Ho, He e colleghi hanno affinato la deep neural network che alimenta D3M dandole in pasto 8000 differenti simulazioni da uno dei modelli con la più alta accuratezza disponibile. Le reti neurali prendono i dati di addestramento (training) ed eseguono calcoli su quelle informazioni, i ricercatori quindi confrontano i risultati ottenuti con quelli che ci si aspetterebbe. Maggiore è l’addestramento, più veloci ed accurate le reti neurali divengono nel tempo.

Una parentesi tecnica. I ricercatori hanno usato una GPU NVIDIA Tesla V100 abbinata ad un framework PyTorch per il deep learning accelerato per cuDNN, durante il primo addestramento, riducendo il tempo di generazione di 1000 simulazioni da 115 a 20 secondi.
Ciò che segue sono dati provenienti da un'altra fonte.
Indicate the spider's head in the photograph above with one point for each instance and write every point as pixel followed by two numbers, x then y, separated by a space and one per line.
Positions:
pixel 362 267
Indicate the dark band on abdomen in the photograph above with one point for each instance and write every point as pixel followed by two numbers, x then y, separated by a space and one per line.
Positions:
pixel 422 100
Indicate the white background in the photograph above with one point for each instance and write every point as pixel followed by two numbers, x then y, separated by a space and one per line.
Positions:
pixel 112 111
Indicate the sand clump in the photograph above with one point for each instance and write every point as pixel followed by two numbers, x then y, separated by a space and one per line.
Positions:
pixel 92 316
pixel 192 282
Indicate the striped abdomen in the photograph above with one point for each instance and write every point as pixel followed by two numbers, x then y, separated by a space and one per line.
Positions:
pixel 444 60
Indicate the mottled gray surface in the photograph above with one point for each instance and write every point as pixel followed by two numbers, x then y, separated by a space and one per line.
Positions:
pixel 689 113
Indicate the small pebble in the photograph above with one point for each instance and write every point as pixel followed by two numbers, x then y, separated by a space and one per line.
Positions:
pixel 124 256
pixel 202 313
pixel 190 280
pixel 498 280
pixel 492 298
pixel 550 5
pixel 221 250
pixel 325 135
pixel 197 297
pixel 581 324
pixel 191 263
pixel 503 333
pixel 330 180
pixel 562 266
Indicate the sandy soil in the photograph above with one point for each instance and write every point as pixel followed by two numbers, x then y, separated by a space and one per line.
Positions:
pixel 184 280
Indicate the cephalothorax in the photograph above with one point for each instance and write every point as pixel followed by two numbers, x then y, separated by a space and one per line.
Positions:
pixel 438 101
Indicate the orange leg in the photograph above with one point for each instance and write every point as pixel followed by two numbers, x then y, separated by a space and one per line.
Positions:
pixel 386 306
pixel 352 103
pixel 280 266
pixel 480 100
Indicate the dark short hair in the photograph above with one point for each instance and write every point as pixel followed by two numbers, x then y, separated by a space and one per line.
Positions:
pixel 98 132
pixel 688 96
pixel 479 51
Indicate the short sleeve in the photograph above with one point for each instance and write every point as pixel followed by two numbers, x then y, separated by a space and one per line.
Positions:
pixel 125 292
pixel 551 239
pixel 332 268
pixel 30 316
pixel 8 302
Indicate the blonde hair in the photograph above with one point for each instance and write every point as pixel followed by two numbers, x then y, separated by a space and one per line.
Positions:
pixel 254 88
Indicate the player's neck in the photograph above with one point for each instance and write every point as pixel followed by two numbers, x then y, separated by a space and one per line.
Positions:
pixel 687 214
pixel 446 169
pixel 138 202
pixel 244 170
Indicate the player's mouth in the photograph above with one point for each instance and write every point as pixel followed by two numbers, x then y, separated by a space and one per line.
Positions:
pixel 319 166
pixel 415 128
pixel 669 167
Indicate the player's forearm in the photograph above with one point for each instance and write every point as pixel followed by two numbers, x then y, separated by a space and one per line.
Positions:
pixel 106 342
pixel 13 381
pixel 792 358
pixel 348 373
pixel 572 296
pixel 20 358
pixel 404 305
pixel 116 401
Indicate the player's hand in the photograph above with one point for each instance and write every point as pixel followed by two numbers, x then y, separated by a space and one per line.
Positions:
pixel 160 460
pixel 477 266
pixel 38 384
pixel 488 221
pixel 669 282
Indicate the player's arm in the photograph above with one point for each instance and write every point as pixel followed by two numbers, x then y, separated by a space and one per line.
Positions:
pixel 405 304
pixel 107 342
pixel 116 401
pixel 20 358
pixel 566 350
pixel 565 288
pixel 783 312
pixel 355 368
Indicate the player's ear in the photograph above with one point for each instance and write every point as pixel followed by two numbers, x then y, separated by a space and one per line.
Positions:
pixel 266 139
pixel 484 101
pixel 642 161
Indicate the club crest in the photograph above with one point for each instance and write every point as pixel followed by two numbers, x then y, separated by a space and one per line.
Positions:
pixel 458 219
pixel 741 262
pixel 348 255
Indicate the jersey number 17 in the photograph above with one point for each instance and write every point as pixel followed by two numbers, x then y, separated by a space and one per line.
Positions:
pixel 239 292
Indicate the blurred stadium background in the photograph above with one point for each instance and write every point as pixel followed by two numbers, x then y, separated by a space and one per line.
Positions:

Per chi fosse interessato, i ricercatori hanno messo a disposizione in rete tutti i dati ed il codice sorgente utilizzati per il loro modello di IA.

Dopo l’addestramento di D3M i ricercatori hanno eseguito delle simulazioni di un universo a forma cubica di 600 milioni di anni luce ed hanno confrontato i risultati con quelli dei modelli lenti e veloci. Dove il modello lento ma accurato ha richiesto centinaia di ore di tempo di calcolo per simulazione e l’esistente metodo veloce ha richiesto un paio di minuti, D3M ha completato una simulazione in appena 30 millisecondi.

Le colonne mostrano sezioni 2D di distribuzione di particelle piene (superiore) e vettore di spostamento (inferiore) di vari modelli: FastPM (A), ZA (B), 2LPT (C), e il modello di deep-learning (D3M) qui discusso (D). Mentre FastPM (A) è il valore di riferimento, B-D includono il colore per i punti o vettori.

D3M ha anche fornito risultati accurati. Il confronto con il modello altamente accurato ha mostrato come D3M abbia avuto una percentuale di errore relativo pari a 2.8. Usando la stessa comparazione, i modelli esistenti hanno mostrato una percentuale pari a 9.3.

La notevole capacità di D3M nel gestire variazioni di parametri estranei ai suoi dati di addestramento, la rende uno strumento particolarmente utile e flessibile, secondo Ho. Oltre a calcolare altre forze, come l’idrodinamica, il team di Ho spera di riuscire a capire più approfonditamente come questo modello effettivamente funzioni. Ciò porterebbe benefici per l’avanzamento dell’intelligenza artificiale e del machine learning.

«Possiamo essere un parco giochi interessante per uno studente di machine learning, così che possa capire perché questo modello estrapola così bene i dati, perché estrapola gli elefanti invece di riconoscere solo cani e gatti. – ha detto Ho – È una strada a doppio senso tra la scienza e il deep learning

«Il nostro modello è sufficientemente generalistico da poter testare simulazioni con parametri cosmologici significativamente differenti dal set di dati di addestramento. Ciò suggerisce che il nostro modello di deep learning può potenzialmente essere implementato per una vasta gamma di simulazioni ben oltre lo spazio parametrico coperto dai dati di addestramento.» dicono i ricercatori.